The government signalled in early May that it intends to begin the process of bringing the economy back online but uncertainty remains about how long this will take, or if further lockdowns will be required should infections spike again. And the return to work in the private sector is likely to thrust yet more FM employees onto the frontline in alien office environments dominated by social distancing rules. The government’s furlough scheme has been extended to October, which suggests that there is little expectation of a return to anything like normality this side of Christmas.
Almost every FM company saw its valuation take a pounding. But those that have been able to reassure investors on contracts and their capital position, such as Serco, have bounced back more strongly than others.

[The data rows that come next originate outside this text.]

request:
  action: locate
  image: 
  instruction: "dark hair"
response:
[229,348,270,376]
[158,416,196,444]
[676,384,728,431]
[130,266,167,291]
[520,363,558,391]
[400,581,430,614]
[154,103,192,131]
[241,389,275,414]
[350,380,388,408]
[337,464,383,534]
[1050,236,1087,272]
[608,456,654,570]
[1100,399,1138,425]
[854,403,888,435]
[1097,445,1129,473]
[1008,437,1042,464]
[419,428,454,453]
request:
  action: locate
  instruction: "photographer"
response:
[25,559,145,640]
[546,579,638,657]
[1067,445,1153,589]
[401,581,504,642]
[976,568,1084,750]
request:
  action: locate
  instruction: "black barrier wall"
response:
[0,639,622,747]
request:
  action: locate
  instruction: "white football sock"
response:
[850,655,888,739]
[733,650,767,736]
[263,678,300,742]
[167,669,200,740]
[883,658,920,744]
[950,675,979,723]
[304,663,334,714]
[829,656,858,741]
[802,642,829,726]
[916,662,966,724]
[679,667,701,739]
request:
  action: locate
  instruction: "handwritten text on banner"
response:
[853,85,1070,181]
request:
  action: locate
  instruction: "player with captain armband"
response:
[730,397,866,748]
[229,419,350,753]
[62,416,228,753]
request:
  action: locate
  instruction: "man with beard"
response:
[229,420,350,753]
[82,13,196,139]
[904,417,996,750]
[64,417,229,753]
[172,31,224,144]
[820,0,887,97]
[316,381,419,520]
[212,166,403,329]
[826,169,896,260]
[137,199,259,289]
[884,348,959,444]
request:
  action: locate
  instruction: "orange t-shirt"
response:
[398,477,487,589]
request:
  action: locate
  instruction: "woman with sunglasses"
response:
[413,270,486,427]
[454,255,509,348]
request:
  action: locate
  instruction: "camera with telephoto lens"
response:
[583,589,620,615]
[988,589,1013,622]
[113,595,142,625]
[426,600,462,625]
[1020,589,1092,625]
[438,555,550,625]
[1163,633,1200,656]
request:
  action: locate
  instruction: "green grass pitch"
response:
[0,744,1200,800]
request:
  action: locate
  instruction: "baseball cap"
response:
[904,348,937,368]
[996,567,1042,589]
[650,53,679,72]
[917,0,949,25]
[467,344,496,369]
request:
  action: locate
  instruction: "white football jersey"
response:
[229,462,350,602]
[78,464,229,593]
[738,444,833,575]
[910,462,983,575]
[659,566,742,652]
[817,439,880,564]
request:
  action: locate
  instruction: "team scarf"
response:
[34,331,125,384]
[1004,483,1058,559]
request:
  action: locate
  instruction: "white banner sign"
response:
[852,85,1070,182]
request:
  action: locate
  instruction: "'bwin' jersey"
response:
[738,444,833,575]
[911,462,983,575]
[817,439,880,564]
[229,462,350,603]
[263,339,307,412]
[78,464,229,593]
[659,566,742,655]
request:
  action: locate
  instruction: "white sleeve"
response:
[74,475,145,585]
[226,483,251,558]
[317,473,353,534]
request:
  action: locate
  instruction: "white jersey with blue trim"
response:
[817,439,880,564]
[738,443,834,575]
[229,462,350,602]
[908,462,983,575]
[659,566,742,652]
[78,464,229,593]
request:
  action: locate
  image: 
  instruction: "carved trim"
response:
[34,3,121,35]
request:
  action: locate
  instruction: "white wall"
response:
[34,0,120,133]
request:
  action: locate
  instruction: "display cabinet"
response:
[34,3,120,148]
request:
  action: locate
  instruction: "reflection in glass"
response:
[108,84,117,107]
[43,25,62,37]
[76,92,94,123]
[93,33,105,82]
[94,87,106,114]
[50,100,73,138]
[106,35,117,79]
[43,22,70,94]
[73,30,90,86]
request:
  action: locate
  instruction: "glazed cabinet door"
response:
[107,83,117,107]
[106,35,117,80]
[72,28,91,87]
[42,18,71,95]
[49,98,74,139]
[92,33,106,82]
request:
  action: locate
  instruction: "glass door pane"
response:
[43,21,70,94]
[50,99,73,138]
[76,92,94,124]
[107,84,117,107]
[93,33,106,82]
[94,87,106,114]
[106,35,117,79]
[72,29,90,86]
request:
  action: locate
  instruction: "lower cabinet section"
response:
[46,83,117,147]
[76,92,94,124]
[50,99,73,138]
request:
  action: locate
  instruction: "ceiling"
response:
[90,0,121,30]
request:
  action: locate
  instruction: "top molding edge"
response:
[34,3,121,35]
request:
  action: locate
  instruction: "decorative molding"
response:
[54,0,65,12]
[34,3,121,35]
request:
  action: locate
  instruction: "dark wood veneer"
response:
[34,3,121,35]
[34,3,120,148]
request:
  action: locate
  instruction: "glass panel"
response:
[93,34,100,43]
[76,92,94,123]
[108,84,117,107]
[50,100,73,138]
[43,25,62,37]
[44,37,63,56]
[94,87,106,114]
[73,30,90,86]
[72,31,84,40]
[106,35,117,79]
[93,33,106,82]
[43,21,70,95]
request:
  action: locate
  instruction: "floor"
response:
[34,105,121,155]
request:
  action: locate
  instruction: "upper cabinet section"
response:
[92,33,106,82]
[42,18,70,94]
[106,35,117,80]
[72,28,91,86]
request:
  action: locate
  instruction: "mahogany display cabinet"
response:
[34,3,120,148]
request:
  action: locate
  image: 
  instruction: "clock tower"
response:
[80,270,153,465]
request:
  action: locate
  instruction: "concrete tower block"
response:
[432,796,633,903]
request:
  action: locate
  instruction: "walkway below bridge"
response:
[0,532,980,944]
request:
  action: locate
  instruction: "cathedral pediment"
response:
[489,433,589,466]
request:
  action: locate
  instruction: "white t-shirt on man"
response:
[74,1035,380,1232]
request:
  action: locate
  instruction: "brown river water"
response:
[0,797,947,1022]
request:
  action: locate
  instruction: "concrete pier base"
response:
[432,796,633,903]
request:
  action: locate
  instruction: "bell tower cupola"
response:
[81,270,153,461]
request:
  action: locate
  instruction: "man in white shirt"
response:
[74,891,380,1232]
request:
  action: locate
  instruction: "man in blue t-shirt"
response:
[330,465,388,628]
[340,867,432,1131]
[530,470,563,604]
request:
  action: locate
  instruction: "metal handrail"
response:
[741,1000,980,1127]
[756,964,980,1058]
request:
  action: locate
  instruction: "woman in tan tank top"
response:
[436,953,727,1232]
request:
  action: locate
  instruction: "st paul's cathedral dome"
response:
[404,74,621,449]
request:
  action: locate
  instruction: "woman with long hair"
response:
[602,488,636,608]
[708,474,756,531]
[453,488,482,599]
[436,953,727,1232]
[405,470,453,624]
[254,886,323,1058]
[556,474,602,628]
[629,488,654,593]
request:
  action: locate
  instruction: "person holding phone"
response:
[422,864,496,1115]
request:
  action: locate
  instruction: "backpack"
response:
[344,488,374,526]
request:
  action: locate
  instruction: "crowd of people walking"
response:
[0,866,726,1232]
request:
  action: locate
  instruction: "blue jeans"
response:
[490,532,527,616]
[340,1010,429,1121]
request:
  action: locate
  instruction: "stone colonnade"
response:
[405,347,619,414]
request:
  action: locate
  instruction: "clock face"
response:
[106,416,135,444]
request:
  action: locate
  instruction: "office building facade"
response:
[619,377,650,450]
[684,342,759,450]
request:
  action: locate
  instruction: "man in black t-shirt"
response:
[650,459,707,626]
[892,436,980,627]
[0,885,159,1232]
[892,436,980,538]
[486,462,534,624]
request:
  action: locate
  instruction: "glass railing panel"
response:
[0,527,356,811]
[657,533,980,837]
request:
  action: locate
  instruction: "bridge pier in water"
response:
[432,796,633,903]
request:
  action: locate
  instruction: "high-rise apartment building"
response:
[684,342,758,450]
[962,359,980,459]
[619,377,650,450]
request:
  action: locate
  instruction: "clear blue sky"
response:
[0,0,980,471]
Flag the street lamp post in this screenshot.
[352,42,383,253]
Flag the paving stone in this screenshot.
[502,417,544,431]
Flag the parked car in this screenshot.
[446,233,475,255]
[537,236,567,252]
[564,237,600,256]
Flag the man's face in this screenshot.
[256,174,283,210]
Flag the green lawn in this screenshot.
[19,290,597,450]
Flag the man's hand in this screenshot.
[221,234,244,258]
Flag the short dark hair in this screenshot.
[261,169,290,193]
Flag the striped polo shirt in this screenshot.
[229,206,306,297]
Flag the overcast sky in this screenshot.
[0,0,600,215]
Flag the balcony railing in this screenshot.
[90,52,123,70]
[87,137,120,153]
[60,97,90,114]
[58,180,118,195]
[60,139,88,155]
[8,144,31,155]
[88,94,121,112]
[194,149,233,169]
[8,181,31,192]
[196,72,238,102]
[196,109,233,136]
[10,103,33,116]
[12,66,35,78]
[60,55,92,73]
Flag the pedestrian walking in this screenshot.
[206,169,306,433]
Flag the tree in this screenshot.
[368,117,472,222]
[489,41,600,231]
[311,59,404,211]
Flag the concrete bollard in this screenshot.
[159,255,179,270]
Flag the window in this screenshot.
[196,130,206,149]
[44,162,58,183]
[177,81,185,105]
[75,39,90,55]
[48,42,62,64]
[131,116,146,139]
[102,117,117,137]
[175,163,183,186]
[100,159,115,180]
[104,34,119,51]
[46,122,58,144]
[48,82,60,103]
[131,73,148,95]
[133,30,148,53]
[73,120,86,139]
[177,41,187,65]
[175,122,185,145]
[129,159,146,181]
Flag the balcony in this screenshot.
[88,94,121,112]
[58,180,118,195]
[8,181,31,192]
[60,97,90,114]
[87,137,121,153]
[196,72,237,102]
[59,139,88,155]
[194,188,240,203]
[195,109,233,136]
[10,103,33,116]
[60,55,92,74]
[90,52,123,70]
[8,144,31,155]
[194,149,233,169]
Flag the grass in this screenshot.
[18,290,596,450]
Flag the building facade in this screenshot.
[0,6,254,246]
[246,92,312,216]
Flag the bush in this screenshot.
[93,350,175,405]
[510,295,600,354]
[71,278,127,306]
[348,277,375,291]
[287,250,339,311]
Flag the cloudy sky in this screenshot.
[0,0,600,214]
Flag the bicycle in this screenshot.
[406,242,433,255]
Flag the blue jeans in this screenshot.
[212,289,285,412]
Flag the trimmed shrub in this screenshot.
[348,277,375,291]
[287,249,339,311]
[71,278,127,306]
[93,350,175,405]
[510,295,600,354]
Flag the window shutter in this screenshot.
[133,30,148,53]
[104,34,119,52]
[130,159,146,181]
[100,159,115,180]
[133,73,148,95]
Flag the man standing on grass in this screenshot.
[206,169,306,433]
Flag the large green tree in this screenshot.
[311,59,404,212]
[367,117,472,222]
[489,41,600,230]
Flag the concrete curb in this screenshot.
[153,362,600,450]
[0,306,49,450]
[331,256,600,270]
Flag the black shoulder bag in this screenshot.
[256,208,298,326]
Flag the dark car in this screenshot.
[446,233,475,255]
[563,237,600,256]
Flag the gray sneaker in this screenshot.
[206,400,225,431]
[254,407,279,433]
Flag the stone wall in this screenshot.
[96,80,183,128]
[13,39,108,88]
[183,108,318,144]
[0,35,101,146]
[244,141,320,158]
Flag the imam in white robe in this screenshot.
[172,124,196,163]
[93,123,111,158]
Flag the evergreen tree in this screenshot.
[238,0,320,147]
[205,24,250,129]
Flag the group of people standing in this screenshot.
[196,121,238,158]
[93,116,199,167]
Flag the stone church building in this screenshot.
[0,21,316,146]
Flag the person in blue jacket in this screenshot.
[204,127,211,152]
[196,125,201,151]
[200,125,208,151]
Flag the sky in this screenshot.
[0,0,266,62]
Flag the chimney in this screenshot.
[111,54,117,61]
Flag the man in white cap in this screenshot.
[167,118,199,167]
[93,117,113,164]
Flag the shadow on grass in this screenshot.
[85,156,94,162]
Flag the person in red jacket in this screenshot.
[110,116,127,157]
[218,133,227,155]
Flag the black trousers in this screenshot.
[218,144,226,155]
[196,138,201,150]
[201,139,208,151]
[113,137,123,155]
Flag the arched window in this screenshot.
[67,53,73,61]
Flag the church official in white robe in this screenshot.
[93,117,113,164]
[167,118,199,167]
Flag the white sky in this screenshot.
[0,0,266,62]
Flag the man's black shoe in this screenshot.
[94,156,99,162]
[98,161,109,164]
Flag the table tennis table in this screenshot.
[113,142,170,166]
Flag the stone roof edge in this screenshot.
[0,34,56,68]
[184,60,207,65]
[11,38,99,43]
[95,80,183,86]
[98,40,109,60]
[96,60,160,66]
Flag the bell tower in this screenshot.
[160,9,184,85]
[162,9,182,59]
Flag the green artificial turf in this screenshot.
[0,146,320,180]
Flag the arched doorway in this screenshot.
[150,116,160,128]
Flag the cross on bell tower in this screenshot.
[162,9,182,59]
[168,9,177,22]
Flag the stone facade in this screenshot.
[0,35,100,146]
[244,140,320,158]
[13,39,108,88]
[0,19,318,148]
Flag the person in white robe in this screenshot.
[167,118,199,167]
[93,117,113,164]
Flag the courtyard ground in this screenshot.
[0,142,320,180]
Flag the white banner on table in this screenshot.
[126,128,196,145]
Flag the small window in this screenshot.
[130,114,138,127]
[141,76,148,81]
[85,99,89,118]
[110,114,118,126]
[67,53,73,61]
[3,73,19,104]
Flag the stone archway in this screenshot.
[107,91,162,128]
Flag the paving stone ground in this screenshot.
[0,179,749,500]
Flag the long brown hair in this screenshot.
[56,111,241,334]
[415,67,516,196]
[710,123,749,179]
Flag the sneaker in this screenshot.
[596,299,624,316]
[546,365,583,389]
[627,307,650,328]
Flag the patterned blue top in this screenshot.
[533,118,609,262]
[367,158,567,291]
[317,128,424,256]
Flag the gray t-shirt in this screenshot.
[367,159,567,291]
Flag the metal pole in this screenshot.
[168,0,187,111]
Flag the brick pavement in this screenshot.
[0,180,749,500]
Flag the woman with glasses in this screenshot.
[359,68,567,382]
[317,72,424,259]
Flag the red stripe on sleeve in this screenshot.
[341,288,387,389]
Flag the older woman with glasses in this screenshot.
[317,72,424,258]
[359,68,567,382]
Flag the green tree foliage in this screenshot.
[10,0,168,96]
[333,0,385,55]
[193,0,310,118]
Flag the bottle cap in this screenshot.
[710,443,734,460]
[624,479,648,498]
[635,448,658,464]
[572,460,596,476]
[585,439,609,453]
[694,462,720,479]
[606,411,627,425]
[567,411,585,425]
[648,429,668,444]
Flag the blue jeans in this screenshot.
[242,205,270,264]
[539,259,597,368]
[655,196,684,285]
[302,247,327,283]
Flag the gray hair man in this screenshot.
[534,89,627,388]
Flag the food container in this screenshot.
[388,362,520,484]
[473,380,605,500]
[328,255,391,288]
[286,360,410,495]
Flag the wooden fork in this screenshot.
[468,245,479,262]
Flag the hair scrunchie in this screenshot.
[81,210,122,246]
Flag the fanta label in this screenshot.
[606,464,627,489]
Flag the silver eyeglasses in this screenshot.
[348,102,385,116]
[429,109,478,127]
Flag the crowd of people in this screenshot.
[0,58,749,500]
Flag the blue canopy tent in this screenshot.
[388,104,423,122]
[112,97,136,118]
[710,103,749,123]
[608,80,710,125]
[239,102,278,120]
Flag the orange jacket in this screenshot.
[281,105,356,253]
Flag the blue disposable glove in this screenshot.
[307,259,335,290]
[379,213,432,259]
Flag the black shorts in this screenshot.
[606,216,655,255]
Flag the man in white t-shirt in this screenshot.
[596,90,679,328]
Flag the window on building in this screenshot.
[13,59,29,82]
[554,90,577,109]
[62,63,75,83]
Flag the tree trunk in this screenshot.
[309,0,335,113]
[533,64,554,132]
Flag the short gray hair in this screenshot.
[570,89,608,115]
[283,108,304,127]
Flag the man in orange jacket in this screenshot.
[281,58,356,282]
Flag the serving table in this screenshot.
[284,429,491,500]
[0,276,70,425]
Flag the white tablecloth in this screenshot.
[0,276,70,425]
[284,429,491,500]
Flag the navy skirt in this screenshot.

As thoughts start to turn to the ‘new normal’ and a return to more widespread economic activity, which companies could bounce back quickest? Those with considerable public sector exposure and also international reach could be viewed as more likely to weather the storm. Some smaller operators could struggle to survive, leaving those with stronger foundations well placed to pick up market share in their wake. And companies with specialised skills suited to the zeitgeist such as Rentokil, with its specialisation in hygiene and pest control, could see demand for their services thrive. Rentokil has also developed an enviable reputation for growing through acquisition and could find itself in a strong position to consolidate and grow its position across its many global markets by picking off weakened competitors.